Load Calculation and Energy Estimating Algorithms    

ASHRAE recommends a heat balance-based algorithm for load sizing and energy estimates, but many people still rely on older algorithms. The heat balance method, described in Chapter 18 of the ASHRAE Handbook of Fundamentals (2021—revised) and in the ASHRAE Load Calculation Manual, uses an iterative approach to determining the heat balance for each building surface, including all the heat flows into and out of the surface.

Several algorithms are used for both load calculations and for energy estimates. Annual simulation software that utilize these algorithms would be especially useful when also used for load calculations.

Abbreviation	Algorithm	Load Calculation	Energy Estimate	Basis	Modern
HB	Heat Balance	X	X		X
RHB	Residential Heat Balance	X		HB	X
CLTD/CLF	Cooling load temperature difference/cooling factor	X	X
RLF	Residential Load Factor	X		RHB	X
RTS	Radiant Time Series	X	X	HB	X
TETD/TA	Total equivalent temperature difference/time averaging	X
WF	Weighting Factor		X

Basis - indicates the abbreviation for the algorithm that was used as the foundation

Modern - indicates an algorithm that is encouraged to be used today

These are documented in current and previous versions of ASHRAE Handbook of Fundamentals Chapters 17, 18, 19. Many other algorithms have also been developed for these purposes and this table is just a sampling of some more common ones.

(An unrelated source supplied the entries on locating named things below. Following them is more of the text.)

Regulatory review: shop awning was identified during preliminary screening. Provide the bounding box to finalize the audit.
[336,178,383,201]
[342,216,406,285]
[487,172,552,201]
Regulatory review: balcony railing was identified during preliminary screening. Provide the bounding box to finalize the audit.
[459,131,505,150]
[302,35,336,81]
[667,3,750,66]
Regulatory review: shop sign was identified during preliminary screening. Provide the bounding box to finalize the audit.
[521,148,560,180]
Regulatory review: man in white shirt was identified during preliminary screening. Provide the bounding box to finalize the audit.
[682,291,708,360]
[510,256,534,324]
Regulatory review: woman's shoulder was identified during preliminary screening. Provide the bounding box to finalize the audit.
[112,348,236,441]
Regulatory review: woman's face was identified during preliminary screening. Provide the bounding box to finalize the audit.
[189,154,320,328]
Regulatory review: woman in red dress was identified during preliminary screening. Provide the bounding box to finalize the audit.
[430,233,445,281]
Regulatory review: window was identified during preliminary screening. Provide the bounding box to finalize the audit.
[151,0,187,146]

These algorithms are mostly related to converting space heat gains and losses into heating and cooling loads on an HVAC system. Space heat gains and losses come in both sensible and latent. Sensible heat gains are added to the space based on conduction, convection or radiation. Latent heat gains are related to the addition of moisture to the space. For sensible heat gains, the radiant portion is first absorbed into a space's walls, ceiling, floor, furniture, and other objects. Then, as those surfaces and objects heat up, the air in the space is warmed via convection, but this process takes time. In addition, heat flowing through surfaces also takes time, especially if the surfaces contain significant mass. These time delays between when heat gains are added and when they become present in the air of the space as loads are the main reason for these algorithms. The space cooling and heating loads are the rate at which sensible and latent heat must be removed or added to the space to maintain a constant temperature and humidity.

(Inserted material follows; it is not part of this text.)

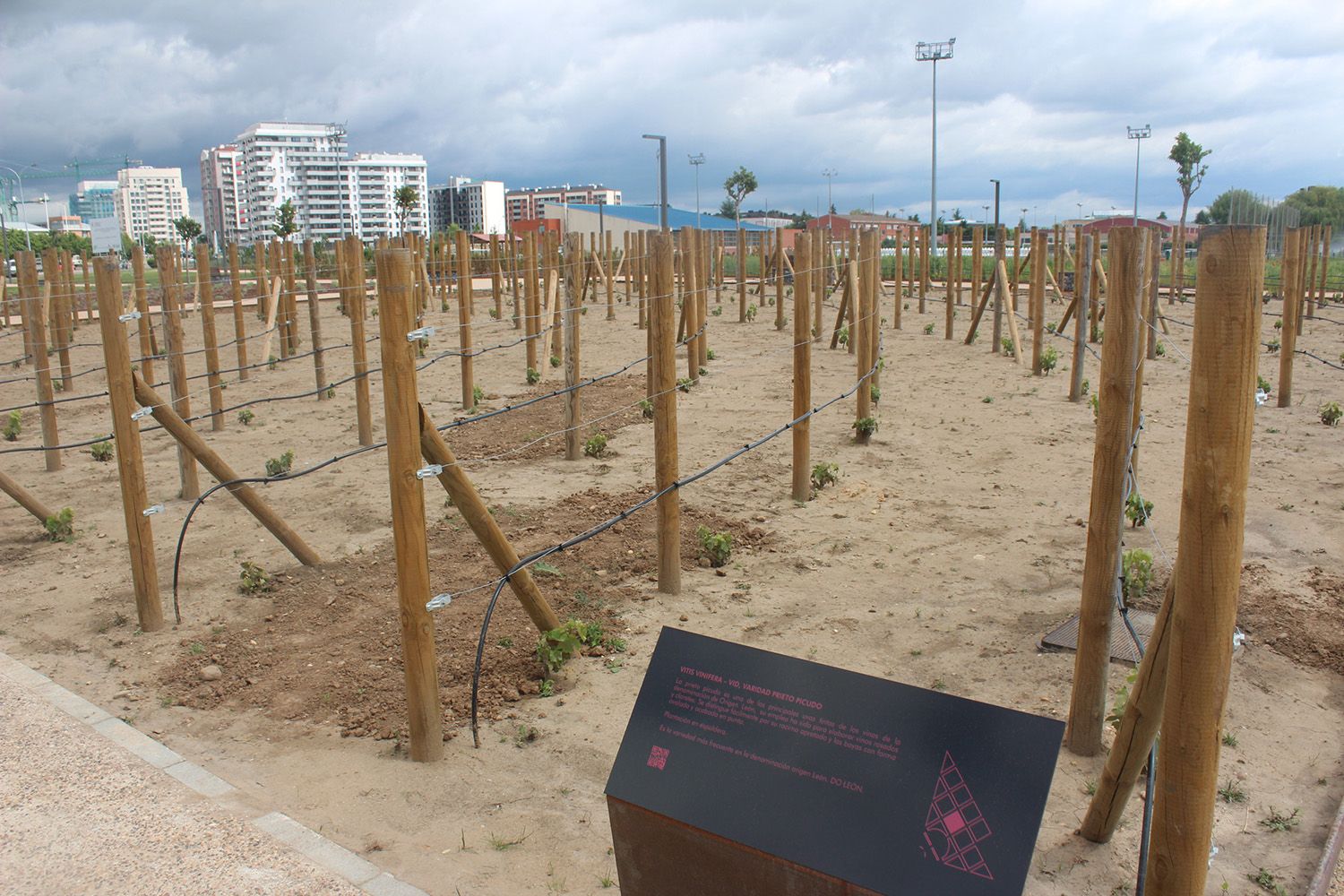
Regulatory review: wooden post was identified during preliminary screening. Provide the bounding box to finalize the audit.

Load calculation for displacement ventilation systems is a special case. Standard load calculation methods assume that air in the room is fully mixed and the temperature is the same from the floor to the ceiling. In a room with displacement ventilation, temperature can become stratified and the result is that a portion of sensible heat gain ends up directly in the return air rather than in the occupied portion of the space. The ASHRAE 2023 Handbook Applications covers design procedures for fully stratified air distribution in Chapter 58.

Simulation for Sizing vs. Annual   

Almost all building energy modeling software can automatically perform zone, system, and plant equipment sizing calculations. Often, the modeler has the choice:

• manually set equipment sizes
• automatically sized equipment based on climatic design conditions
• automatically sized equipment based on a weather file

And some software may offer additional options by blending or extending these choices.

Design Conditions

The choice of the climatic design conditions and the weather file also is left to the user. ASHRAE Handbook of Fundamental Chapter 14 on Climatic Design Conditions provides information for over 9000 locations primarily focused on the United States and Canada. An example of the information provided is shown for Atlanta at this link.

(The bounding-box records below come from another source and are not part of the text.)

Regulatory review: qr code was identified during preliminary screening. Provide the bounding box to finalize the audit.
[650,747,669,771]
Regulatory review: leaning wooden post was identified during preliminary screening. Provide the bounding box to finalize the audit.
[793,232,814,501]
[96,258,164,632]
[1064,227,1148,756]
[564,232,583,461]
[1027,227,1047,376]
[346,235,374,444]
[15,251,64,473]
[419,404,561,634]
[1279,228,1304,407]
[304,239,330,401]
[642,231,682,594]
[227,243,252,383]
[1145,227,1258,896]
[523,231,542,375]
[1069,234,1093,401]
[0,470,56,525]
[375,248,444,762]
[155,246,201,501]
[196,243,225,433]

This data is often available as a library of data for simulation software, and the user has options, including:

• Heating conditions for 99.6% annual cumulative frequency of occurrence
• Heating conditions for 99.0% annual cumulative frequency of occurrence
• Cooling conditions for 2.0% annual cumulative frequency of occurrence
• Cooling conditions for 1.0% annual cumulative frequency of occurrence
• Cooling conditions for 0.4% annual cumulative frequency of occurrence

The annual cumulative frequency of occurrence indicates what fraction of the time that temperature has historically occurred. This can determine the likelihood of designing to those conditions being exceeded. For example, in Atlanta, the cooling dry-bulb temperatures are:

• 93.7 F at 0.4% annual cumulative frequency of occurrence
• 91.6 F at 1% annual cumulative frequency of occurrence
• 89.7 F at 2% annual cumulative frequency of occurrence

There is a direct relationship between the capacity for equipment, and thus the cost of the equipment, and the temperature used for sizing that equipment. Therefore, the more the occupants of the building can tolerate the slightly warmer temperatures inside on the hottest days of the year, the lower the cooling capacity needed. Significant equipment cost savings can be made using the 2% design condition rather than the 0.4% design condition. Discussing which design conditions to use is essential to have with the architect and building owner. None of these design conditions corresponds to Atlanta's 105.7 F 50-year extreme temperature. Designing a building based on that temperature would never make sense since it would only occur for one day every 50 years.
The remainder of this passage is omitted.